Oggi in quasi tutte le attività si è creato un linguaggio specialistico, che porta gli addetti ai lavori a rimbalzarsi parolone sconosciute ai comuni mortali, giusto per tirarsela un po’. Nell’ambiente del franchising, soprattutto nei suoi bassifondi più marcescenti da noi definiti “il mondo del Frankestain”, va sempre di moda l’“itanglese“.
È un idioma che prende i termini di derivazione anglosassone e li storpia a piacimento, a seconda della provenienza, del dialetto e della cadenza del presunto esperto.

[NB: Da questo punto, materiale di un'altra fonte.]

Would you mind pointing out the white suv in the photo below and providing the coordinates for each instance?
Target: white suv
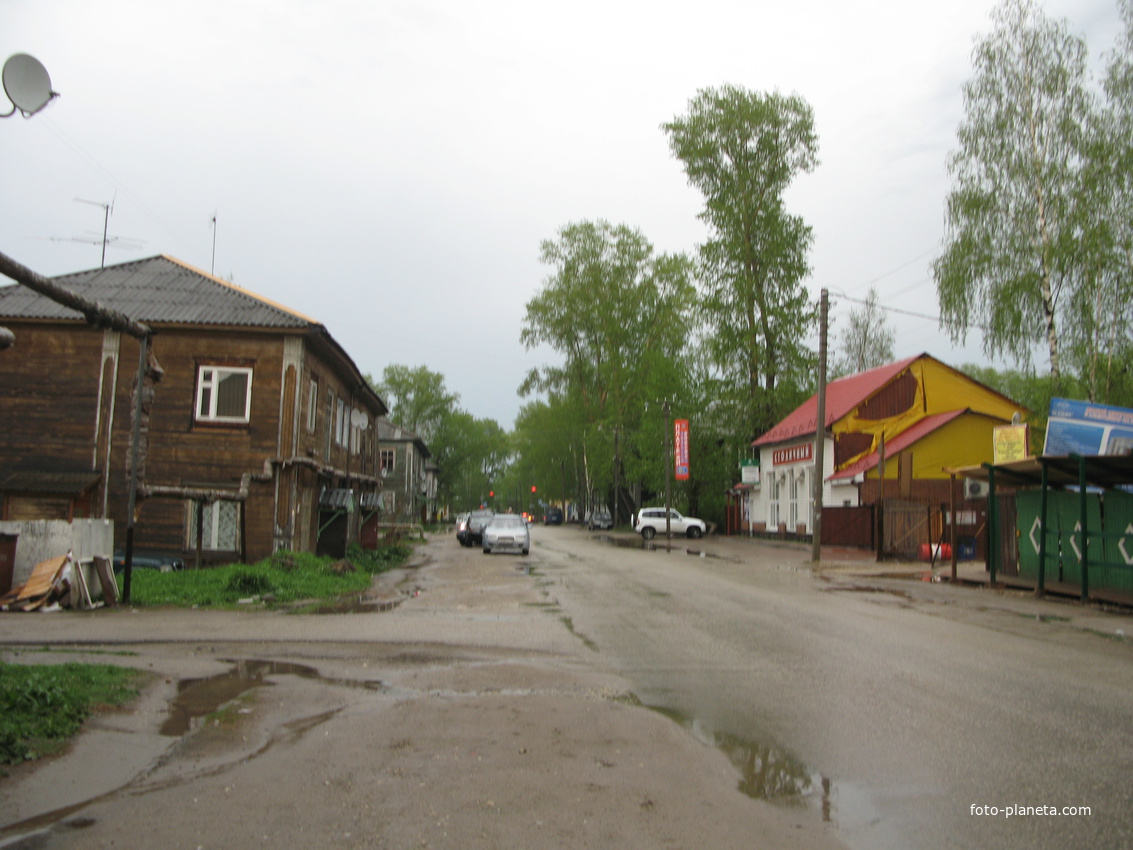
(650, 521)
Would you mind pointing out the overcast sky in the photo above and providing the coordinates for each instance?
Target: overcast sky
(391, 168)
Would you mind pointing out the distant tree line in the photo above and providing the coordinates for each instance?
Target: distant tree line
(1038, 252)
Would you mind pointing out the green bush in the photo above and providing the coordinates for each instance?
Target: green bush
(284, 578)
(43, 705)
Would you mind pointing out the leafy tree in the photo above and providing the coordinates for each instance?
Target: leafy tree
(867, 340)
(469, 452)
(473, 455)
(742, 150)
(616, 312)
(417, 398)
(1099, 336)
(1013, 251)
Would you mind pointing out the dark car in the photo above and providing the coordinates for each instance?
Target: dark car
(146, 560)
(601, 519)
(476, 523)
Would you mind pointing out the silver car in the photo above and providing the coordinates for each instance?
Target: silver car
(507, 533)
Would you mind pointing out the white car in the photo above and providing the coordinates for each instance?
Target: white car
(507, 533)
(650, 521)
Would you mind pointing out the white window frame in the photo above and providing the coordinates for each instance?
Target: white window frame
(211, 526)
(209, 380)
(312, 406)
(392, 453)
(341, 423)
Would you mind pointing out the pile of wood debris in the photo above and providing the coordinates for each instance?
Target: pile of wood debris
(61, 583)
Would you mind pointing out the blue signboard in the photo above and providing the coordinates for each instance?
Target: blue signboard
(1082, 427)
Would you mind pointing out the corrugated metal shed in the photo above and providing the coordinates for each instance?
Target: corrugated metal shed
(158, 290)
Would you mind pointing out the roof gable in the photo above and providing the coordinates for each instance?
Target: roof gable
(842, 397)
(158, 290)
(899, 443)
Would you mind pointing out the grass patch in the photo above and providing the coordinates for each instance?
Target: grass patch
(41, 706)
(282, 579)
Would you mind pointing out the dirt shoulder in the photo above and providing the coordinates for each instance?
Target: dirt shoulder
(469, 715)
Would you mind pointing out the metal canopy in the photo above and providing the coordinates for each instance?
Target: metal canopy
(1101, 470)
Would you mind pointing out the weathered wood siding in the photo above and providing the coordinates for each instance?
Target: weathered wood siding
(49, 398)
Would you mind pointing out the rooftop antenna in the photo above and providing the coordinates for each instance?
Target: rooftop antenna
(27, 85)
(107, 209)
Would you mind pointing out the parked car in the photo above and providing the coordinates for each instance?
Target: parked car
(476, 521)
(507, 533)
(650, 521)
(599, 518)
(462, 529)
(147, 560)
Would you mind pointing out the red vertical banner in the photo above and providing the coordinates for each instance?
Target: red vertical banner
(681, 449)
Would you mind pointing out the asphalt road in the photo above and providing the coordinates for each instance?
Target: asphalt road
(493, 702)
(893, 710)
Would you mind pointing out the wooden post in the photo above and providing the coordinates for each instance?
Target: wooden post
(816, 529)
(880, 499)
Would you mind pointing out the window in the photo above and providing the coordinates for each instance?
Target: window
(773, 503)
(221, 527)
(386, 460)
(223, 394)
(329, 425)
(341, 423)
(312, 406)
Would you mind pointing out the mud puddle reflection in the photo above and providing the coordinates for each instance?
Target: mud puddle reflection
(656, 544)
(773, 774)
(198, 697)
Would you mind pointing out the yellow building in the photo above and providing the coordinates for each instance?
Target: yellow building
(928, 415)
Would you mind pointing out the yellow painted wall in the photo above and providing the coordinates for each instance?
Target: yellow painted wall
(964, 441)
(939, 389)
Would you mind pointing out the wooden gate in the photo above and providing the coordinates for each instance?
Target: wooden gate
(849, 526)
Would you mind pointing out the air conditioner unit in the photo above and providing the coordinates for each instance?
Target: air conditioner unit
(976, 489)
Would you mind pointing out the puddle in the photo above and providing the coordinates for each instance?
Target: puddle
(198, 697)
(767, 772)
(869, 588)
(657, 544)
(776, 775)
(356, 606)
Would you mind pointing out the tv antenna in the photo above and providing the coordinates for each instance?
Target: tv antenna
(107, 209)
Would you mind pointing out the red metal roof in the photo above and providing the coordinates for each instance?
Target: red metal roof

L’esempio più classico è quello del termine “know-how”, letteralmente “sapere come” o “competenza”. Molti cultori dell’itanglese l’hanno presto trasformato in “know-out”, espressione dal significato sconosciuto, ma i più disinvolti e spericolati l’hanno addirittura fatto coincidere con il famosissimo “knock-out”, ovvero “mandare al tappeto o KO”… E che dire delle famose “royalties” diventate “rotaries”, forse in omaggio all’esclusivo club? Neanche sul diritto d’entrata, detto in inglese “entrance fee”, si può stare tranquilli.
Forse perché hanno la coda di paglia o forse perché non lo vogliono proprio far pagare, sta di fatto che certi fenomeni lo chiamano “entrance free” o “free d’ingresso”: entra gratis, insomma, perché quello che ti vendo, ovvero la mia presunta esperienza, non vale proprio niente!
La morale
Anche dal linguaggio si può desumere il livello di professionalità e competenza dell’interlocutore.
Nel mondo del franchising i veri esperti non hanno bisogno di riempirsi la bocca di parolone straniere e, soprattutto, quando devono proprio usarle, ne conoscono la pronuncia e il significato!